Poh also explained that "ASEAN benefits from strong government support in prioritising digital infrastructure and connectivity development."
According to KPMG, fast-growing emerging countries such as Cambodia, Lao PDR, Myanmar, and Vietnam (CLMV) are most attractive for foreign direct investments due to the ASEAN community's roadmap to 'Empower ASEAN 4.0', prioritising development in digital infrastructure and digital connectivity. Further, their high growth potential, resilience, diverse opportunities in different sectors for small and large businesses, open trade policy, and geographical location have magnetised investors to the region.
Poh also mentioned the deep focus on fintech development across ASEAN, such as blockchain, cryptocurrency startups by payments businesses and wealth techs, embedded finance, digital and open banking, and digital wealth management.
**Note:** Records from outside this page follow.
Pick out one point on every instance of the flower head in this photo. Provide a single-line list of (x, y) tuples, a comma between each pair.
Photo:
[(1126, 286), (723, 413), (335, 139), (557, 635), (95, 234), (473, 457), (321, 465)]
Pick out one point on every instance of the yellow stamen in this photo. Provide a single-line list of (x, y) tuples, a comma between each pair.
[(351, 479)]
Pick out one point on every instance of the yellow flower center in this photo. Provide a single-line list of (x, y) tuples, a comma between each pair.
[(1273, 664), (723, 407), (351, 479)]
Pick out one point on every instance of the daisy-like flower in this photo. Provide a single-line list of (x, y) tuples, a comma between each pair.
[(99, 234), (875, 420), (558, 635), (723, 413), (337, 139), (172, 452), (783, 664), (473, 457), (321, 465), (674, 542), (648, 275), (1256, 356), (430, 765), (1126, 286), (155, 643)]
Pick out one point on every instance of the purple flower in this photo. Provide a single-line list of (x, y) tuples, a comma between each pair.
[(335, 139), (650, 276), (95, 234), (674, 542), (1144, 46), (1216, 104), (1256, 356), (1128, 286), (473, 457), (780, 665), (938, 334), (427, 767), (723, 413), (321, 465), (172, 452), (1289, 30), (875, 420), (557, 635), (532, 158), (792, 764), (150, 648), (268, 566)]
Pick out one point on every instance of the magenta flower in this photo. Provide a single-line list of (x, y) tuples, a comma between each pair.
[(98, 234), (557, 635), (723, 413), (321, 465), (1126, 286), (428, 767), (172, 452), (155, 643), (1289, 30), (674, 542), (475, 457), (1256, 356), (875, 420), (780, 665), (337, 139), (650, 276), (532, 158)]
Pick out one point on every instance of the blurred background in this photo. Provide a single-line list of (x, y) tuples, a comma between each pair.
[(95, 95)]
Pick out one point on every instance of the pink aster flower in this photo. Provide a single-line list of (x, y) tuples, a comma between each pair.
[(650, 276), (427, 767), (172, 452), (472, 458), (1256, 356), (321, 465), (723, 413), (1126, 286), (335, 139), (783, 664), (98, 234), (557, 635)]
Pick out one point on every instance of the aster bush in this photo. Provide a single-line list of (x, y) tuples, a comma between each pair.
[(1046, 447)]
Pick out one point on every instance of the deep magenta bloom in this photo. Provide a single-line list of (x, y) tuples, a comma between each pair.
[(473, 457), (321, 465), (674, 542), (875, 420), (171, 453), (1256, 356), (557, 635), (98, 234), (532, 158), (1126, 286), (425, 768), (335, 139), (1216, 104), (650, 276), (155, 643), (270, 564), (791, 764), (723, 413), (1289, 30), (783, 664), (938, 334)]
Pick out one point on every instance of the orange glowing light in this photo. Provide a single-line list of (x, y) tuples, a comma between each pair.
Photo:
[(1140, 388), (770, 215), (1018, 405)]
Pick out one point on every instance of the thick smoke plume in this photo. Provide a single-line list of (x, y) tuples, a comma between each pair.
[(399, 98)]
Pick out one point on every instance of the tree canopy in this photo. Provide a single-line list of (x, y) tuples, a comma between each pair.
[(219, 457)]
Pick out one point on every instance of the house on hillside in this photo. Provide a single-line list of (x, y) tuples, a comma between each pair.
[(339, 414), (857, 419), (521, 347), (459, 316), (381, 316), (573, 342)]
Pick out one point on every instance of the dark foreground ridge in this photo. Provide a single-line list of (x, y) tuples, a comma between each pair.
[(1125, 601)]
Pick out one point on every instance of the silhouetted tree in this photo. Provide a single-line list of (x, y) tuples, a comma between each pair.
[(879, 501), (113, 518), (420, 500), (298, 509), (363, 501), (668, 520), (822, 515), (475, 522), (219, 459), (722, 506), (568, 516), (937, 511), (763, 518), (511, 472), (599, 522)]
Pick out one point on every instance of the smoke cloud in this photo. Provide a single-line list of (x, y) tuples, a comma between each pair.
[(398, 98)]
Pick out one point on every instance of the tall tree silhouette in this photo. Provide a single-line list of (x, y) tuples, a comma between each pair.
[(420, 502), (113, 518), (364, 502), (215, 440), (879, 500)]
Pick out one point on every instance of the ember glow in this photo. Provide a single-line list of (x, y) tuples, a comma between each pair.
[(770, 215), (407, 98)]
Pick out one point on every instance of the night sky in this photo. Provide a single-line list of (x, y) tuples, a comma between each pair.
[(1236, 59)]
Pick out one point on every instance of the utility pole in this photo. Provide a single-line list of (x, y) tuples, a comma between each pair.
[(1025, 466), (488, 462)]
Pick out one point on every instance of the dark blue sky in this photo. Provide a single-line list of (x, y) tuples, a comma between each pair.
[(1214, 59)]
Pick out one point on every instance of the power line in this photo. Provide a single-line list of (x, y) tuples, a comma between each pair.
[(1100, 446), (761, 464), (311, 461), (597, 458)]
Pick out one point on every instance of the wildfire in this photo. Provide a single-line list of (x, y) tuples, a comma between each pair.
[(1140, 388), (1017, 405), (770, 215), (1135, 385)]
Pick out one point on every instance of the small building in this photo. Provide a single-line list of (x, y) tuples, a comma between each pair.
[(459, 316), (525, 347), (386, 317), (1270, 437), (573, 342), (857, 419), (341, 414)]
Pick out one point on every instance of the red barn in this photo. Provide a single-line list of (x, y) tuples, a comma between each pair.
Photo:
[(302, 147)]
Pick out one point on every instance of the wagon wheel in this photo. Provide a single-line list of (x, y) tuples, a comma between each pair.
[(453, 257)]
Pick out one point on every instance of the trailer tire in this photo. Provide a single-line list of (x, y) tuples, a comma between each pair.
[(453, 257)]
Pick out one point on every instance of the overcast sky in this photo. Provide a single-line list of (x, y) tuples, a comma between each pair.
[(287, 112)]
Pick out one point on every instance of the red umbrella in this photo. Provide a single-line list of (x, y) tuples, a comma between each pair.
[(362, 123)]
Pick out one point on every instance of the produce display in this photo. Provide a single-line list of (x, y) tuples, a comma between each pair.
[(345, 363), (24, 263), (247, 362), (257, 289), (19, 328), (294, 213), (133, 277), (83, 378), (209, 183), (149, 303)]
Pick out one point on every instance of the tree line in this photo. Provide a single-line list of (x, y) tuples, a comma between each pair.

"Lastly, the region places a strong emphasis on digital resiliency through cybersecurity measures. These safeguards protect digital assets, mitigate cyber threats, and ensure regulatory compliance, thereby supporting digital innovation while maintaining consumer protection and data privacy," said Poh.
Localising digital transformation initiatives
In localising digital transformation initiatives, Poh said that ASEAN organisations try to balance alignment with group directions and remain sensitive to local cultures, practices, and regulations.
"While regional organisations are catching up with global peers in maturing and scaling their digital transformation initiatives, they need to be sensitive to regional idiosyncrasies," Poh said.
He added that finding the balance involves adapting to local needs through culturally relevant user interfaces and integrating user preferences and behaviours into digital solutions.
He reminded, "Ensuring compliance with country-specific regulations while also adhering to regional collaboration and agreements, such as the ASEAN Framework Agreement on Digital Data Governance, is crucial."
Poh also notices a pattern in which ASEAN organisations focus on developing resilient and sustainable digital infrastructure to protect against ESG risks.
"Financial institutions are partnering with ESG solutions and data providers to monitor their asset portfolios' performance against their committed ESG goals and ensure that climate disclosures are aligned with the International Sustainability Standards Board's (ISSB) standards," Poh explained.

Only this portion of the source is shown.